News
Three female students, since the end of March, have reported their pictures being taken while showering in West Tower.
The students described masculine hands holding a camera above the shower stall door, according to Bill Ferguson, associate director of the Office of Public Safety. The most recent incident took place at 10:15 a.m. April 19 on the seventh floor. The female student screamed when she saw the camera, and the perpetrator fled the scene. Similar incidents took place also in the late morning of March 28 and April 5, on the 13th and 11th floors.
Ferguson said Public Safety has not identified a perpetrator and does not assume that the events are connected.
“It’s hard to say, since we don’t have a detailed description,” he said.
Ferguson said he recalls similar occurrences in the past at Ithaca College.
“It happened a few times but not to any great extent,” he said. “This is the first year that we’ve had this many in one residence hall.”
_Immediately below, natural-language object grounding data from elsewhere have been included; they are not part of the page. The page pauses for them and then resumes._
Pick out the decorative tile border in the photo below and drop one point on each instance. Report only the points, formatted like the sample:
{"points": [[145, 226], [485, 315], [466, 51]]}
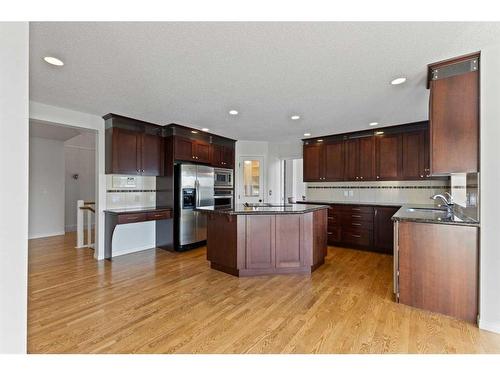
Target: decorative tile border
{"points": [[130, 191], [380, 187]]}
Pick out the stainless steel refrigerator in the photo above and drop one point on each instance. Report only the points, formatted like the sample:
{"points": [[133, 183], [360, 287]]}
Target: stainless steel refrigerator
{"points": [[194, 187]]}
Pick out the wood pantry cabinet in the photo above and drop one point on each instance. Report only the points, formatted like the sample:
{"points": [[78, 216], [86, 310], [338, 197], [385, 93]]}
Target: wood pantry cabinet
{"points": [[133, 152], [454, 115], [396, 153]]}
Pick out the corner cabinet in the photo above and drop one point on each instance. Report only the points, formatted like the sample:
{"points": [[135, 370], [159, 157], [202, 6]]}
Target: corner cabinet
{"points": [[133, 152], [454, 115]]}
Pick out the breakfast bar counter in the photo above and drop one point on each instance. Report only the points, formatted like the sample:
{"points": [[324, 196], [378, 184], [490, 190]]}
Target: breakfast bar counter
{"points": [[266, 239]]}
Ferguson said a female resident of West Tower reported a camera being pointed at her while showering at 10 a.m. May 9, 2008. Unlike last year, Public Safety did not issue a campuswide alert because the incidents were confined to one residence hall. A letter was sent to the female residents of West Tower explaining the recent problems this semester.
Bonnie Prunty, director of residential life and judicial affairs, said the Office of Residential Life began initiatives to avoid further problems such as installing shower curtains to fill the space between the ceiling and the stall door and converting the Towers to card-access only.
Public Safety will use the card-access system to help find the perpetrator.
“We’re not trying to monitor where people are,” Prunty said. “But in a situation like this, [the card keys] give us some good information about whether there’s anybody on the floor at the time that’s not a community member and doesn’t live there.”
Sophomore Julia Dunn, the resident assistant on the 13th floor of West Tower, where the first incident took place, said three quarters of her residents responded to a floor survey that the curtains have not made them feel safer when showering.
Freshman Evelyn Quinn, a resident of the 13th floor, said her floormates do not use the buddy lookout system their resident assistant and Public Safety suggested, but they try to be more aware of whom is in the bathroom.
“When people take a shower, they go to their roommate and say if you hear somebody screaming, then it’s probably me getting my picture taken,” she said.
Ferguson said Public Safety does not have many options for solving the case other than increasing patrol rounds in West Tower and encouraging greater student vigilance.
“More awareness is the best prevention in this type of case,” he said.